The proposed method, BINOCULARS, is non-myopic. The general idea to compute a 1-step optimal batch (i.e. non-adaptive) of experiments then select a single point from this batch. The optimal batch expected utility is shown to be a lower bound on the optimal sequential expected utility.

Let \(T\) be the finite horizon, \(\mathcal{X}\) the design space and \(\mathcal{Y}\) the response space, \(p(y|x,\mathcal{D})\) a probability model, \(u(\mathcal{D})\) some utility, with \(\mathcal{D}\) being the observed data. \(u(y|x,\mathcal{D})=u(\mathcal{D}\cup (x,y))-u(\mathcal{D})\) is the marginal utility gain after observing \(y\) from experiment \(x\).

\(Q_k(x|\mathcal{D})\) is the expected utility of designing experiment \(x\) after observing \(\mathcal{D}\) with \(k\) steps remaining, assuming all later decisions are optimal, which in Bellman equation terms is: \[ Q_k(x|\mathcal{D}) = \mathbb{E}_y[u(y|x,\mathcal{D})] + \mathbb{E}_y[\max_{x'}Q_{k-1}(x'|\mathcal{D}\cup \{(x,y)\})] \] Where the expectation is with respect to \(p(y|x,\mathcal{D})\).

The optimal expected-case policy is then \(x^*=\text{argmax}_x Q_{T-x}(x|\mathcal{D}_i)\) where \(\mathcal{D}_i\) is the observed data at iteration \(i\).
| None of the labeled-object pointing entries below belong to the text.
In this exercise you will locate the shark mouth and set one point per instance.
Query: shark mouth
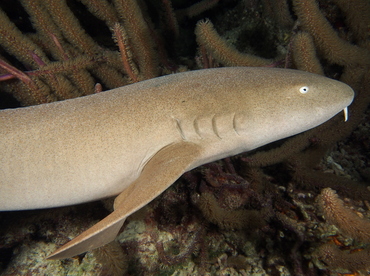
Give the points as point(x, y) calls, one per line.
point(345, 110)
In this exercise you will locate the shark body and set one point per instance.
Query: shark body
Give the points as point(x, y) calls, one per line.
point(136, 140)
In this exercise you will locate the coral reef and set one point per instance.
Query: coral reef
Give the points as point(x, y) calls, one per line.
point(253, 214)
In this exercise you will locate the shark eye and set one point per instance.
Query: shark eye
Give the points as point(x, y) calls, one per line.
point(304, 89)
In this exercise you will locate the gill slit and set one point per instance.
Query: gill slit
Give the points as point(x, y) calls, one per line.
point(214, 127)
point(234, 125)
point(179, 129)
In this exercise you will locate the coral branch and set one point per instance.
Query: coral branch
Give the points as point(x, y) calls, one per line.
point(221, 50)
point(346, 220)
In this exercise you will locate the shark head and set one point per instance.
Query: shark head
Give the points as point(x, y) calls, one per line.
point(292, 102)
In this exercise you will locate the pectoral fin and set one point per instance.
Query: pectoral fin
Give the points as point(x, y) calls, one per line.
point(158, 174)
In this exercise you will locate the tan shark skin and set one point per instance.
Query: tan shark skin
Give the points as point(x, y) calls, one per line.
point(136, 140)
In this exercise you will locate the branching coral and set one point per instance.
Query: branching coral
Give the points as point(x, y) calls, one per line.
point(267, 196)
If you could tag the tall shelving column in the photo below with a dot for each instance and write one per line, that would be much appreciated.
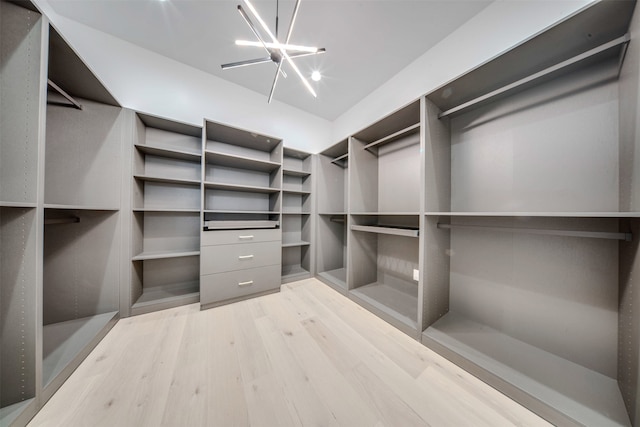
(166, 214)
(332, 208)
(85, 134)
(241, 211)
(385, 199)
(297, 221)
(530, 221)
(22, 93)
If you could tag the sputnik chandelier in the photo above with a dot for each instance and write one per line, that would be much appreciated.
(278, 52)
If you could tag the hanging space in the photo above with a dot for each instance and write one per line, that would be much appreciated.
(331, 196)
(531, 221)
(385, 164)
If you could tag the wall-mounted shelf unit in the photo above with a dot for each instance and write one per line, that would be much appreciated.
(22, 112)
(332, 207)
(167, 157)
(531, 220)
(241, 231)
(297, 221)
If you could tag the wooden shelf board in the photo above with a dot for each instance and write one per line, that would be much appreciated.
(164, 180)
(81, 207)
(387, 230)
(63, 341)
(397, 302)
(164, 255)
(579, 393)
(295, 244)
(541, 214)
(240, 162)
(167, 294)
(169, 152)
(25, 205)
(236, 187)
(292, 172)
(167, 210)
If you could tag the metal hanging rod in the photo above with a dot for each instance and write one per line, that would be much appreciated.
(567, 233)
(68, 220)
(68, 97)
(623, 40)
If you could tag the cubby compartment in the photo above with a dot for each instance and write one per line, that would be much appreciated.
(19, 272)
(167, 174)
(80, 286)
(384, 253)
(531, 221)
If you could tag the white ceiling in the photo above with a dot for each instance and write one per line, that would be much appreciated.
(367, 41)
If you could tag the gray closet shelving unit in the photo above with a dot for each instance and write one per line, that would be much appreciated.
(60, 198)
(242, 203)
(332, 207)
(297, 221)
(385, 199)
(166, 203)
(531, 222)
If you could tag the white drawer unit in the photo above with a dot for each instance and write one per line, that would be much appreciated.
(238, 264)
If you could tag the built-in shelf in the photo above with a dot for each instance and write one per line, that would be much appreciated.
(240, 162)
(297, 173)
(168, 152)
(587, 396)
(167, 180)
(63, 342)
(237, 187)
(294, 244)
(164, 254)
(395, 231)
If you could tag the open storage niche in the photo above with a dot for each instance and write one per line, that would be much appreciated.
(531, 221)
(297, 227)
(18, 278)
(166, 201)
(331, 196)
(242, 178)
(384, 252)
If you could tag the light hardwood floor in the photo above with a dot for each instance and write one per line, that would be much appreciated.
(306, 356)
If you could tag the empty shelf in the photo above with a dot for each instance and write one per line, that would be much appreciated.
(64, 341)
(168, 152)
(294, 244)
(163, 255)
(165, 180)
(407, 232)
(294, 271)
(179, 292)
(299, 173)
(579, 393)
(240, 162)
(240, 224)
(338, 277)
(393, 302)
(236, 187)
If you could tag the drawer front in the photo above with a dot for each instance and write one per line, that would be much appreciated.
(218, 259)
(235, 284)
(229, 237)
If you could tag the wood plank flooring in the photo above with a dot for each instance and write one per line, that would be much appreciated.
(304, 357)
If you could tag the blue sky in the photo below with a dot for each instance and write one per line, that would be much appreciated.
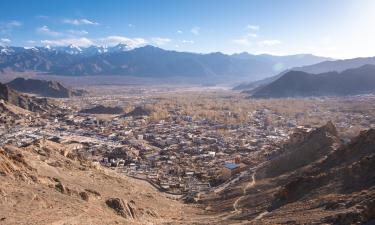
(335, 28)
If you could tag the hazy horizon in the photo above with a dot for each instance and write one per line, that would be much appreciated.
(333, 28)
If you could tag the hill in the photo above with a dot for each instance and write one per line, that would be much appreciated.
(12, 97)
(147, 61)
(99, 109)
(53, 184)
(321, 181)
(43, 88)
(301, 84)
(321, 67)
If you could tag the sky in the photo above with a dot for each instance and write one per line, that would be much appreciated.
(332, 28)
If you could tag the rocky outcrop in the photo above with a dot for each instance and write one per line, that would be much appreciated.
(138, 111)
(25, 102)
(100, 109)
(315, 145)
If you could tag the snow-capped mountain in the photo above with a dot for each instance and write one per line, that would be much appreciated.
(147, 61)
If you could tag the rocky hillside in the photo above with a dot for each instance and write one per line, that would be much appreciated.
(43, 88)
(300, 84)
(14, 98)
(327, 183)
(100, 109)
(48, 183)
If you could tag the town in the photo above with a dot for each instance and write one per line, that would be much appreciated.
(179, 153)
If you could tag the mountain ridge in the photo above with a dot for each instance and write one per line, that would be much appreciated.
(146, 61)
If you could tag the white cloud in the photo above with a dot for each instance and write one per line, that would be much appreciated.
(195, 30)
(77, 32)
(269, 42)
(82, 42)
(30, 42)
(5, 40)
(242, 41)
(252, 35)
(131, 42)
(187, 41)
(160, 41)
(252, 27)
(80, 22)
(42, 17)
(6, 27)
(46, 31)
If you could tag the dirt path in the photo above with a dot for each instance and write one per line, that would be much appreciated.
(249, 185)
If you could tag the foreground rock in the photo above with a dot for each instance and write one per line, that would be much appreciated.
(313, 180)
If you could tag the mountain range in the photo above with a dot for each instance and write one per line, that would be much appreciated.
(301, 84)
(322, 67)
(43, 88)
(147, 61)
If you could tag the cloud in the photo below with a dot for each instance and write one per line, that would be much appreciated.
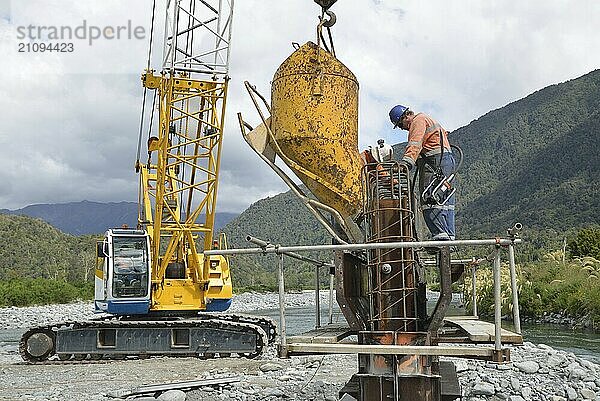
(70, 121)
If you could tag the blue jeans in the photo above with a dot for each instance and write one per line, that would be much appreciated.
(439, 218)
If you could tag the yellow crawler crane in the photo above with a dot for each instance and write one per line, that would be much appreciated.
(155, 282)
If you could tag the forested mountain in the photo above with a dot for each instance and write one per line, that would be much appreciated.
(33, 248)
(534, 161)
(78, 218)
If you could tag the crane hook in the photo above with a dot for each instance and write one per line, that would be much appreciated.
(328, 23)
(325, 4)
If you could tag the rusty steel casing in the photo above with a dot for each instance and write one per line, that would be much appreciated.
(314, 118)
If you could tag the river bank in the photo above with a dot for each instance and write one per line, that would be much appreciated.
(537, 371)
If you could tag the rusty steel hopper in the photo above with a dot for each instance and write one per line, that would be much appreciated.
(314, 118)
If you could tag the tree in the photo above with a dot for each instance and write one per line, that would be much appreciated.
(586, 242)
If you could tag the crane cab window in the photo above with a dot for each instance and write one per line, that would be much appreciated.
(130, 267)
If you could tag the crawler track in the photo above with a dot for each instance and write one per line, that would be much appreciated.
(204, 336)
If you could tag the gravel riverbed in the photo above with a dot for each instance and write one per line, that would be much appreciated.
(536, 372)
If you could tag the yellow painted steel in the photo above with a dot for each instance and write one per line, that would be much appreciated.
(178, 192)
(314, 118)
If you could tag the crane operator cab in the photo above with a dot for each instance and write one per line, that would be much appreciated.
(122, 282)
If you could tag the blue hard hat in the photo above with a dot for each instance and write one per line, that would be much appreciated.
(396, 114)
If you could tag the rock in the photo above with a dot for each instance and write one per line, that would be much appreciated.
(554, 361)
(529, 367)
(526, 393)
(515, 383)
(270, 367)
(591, 385)
(483, 389)
(273, 392)
(571, 393)
(172, 395)
(577, 373)
(588, 394)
This is intractable.

To approximate this, suppose we do \(T\) experiments \(X=\{x_1,\cdots,x_T\}\) at the same time, the expected marginal utility of the observations \(Y=\{y_1,\cdots,y_T\}\) is then \(Q(X|\mathcal{D})=\mathbb{E}_Y[u(Y|X,\mathcal{D})]\), the expectation taken w.r.t \(p(Y|X,\mathcal{D})\).

\(Q(X|\mathcal{D})\) can be rewritten as \(\mathbb{E}_{y_j}[u(y_j|x_j,\mathcal{D})]+\mathbb{E}_{y_j}[Q(X_{-j}|\mathcal{D}\cup\{(x_j,y_j)\})]\).
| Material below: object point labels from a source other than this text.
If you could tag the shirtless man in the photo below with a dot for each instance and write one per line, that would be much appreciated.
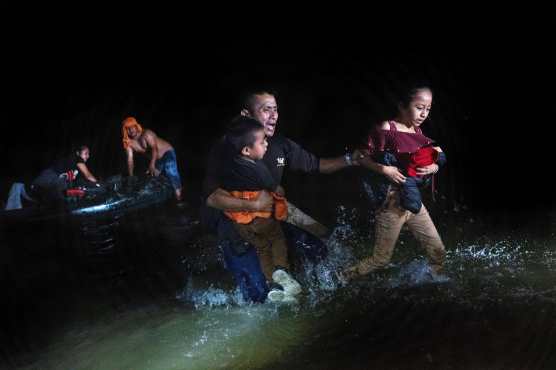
(163, 157)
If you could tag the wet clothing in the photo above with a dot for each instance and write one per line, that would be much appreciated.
(240, 256)
(388, 222)
(400, 204)
(281, 152)
(168, 166)
(407, 151)
(279, 213)
(245, 178)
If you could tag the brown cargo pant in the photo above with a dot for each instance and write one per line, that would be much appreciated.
(266, 235)
(389, 220)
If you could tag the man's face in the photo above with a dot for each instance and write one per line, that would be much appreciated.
(265, 110)
(258, 149)
(419, 107)
(132, 132)
(84, 154)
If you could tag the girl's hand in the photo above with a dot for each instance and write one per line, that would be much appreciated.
(427, 170)
(393, 174)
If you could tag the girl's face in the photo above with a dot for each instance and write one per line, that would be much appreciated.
(418, 109)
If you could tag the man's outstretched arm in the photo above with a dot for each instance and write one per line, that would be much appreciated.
(150, 138)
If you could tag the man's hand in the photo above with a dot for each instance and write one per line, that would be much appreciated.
(153, 171)
(356, 156)
(427, 170)
(264, 202)
(280, 191)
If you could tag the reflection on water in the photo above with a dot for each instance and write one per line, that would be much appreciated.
(495, 308)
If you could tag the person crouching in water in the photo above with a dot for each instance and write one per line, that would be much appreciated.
(400, 142)
(163, 157)
(245, 176)
(50, 185)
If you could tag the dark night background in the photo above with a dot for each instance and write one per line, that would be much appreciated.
(493, 113)
(491, 98)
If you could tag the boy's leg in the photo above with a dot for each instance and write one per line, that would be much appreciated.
(254, 233)
(246, 271)
(410, 195)
(425, 232)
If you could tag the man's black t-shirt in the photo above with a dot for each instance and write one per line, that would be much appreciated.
(281, 152)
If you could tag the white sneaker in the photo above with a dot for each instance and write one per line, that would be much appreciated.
(291, 286)
(276, 295)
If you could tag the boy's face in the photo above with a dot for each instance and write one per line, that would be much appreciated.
(258, 149)
(132, 132)
(419, 107)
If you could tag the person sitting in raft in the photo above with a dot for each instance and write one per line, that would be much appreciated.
(244, 177)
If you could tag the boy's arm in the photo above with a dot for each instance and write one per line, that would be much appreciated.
(130, 165)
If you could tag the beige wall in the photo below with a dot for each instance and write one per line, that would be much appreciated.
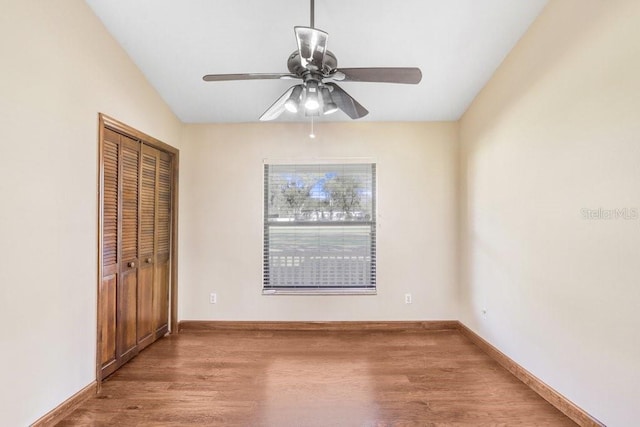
(59, 69)
(221, 219)
(557, 131)
(554, 132)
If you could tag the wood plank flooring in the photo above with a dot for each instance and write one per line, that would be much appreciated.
(314, 378)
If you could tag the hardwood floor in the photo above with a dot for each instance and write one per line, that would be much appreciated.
(314, 378)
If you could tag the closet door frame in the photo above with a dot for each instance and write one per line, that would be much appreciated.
(104, 122)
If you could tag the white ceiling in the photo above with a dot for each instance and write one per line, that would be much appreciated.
(458, 44)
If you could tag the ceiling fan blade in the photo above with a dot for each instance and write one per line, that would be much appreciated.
(277, 107)
(248, 76)
(379, 75)
(346, 103)
(312, 44)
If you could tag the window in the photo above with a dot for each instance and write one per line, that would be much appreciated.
(319, 228)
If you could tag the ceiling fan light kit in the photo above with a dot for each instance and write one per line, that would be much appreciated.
(318, 94)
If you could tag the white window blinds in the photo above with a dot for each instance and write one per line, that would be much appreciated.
(319, 228)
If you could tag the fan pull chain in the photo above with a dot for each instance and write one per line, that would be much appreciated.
(312, 135)
(313, 8)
If we denote \(X^* \in \text{argmax}_X Q(X|\mathcal{D})\) to be an optimal batch, then for any \(x_j^*\in X^*\) the last term in the above decomposition given \(x^*_j\) is \(\max_{X_{-j}}\mathbb{E}_{y^*_j}[Q(X_{-j}|\mathcal{D}\cup \{(x^*_j,y^*_j)\})]\) meaning we can decompose \(Q(X|\mathcal{D})\) i.e. the expected marginal utility (or reward) of the batch as a whole.

Choosing \(x*\in X^*\) is then equivalent to find \(x^*\in \text{argmax}_x B(x|\mathcal{D})\) where \[ B(x|\mathcal{D})=\mathbb{E}_y[u(y|x,\mathcal{D})]+\max_{X'||X'|=T-1}\mathbb{E}_y[Q(X'|\mathcal{D}}\cup\{(x,y)\})] \]

The second term in \(B(x|\mathcal{D})\) is a lower bound on the true expected utility \(\mathbb{E}_y[\max_{x'}Q_{T-1}(x'|\mathcal{D}\cup \{(x,y)\})]\).

The BINOCLARS algorithm is then: Input: Design and response space \(\mathcal{X,Y}\), model \(p(y|x,\mathcal{D})\), utility \(u(y|x,\mathcal{D})\), budget \(T\). Output: \(\mathcal{D}\), a sequence of experiments and observations

for i in 0...T-1:
    Compute optimal batch X_opt of size T-i
    Pick experiment x_opt from X_opt, observed y_opt
    Add x_opt, y_opt to current dataset

Experiments are performed on Bayesian Optimization and Bayesian Quadrature.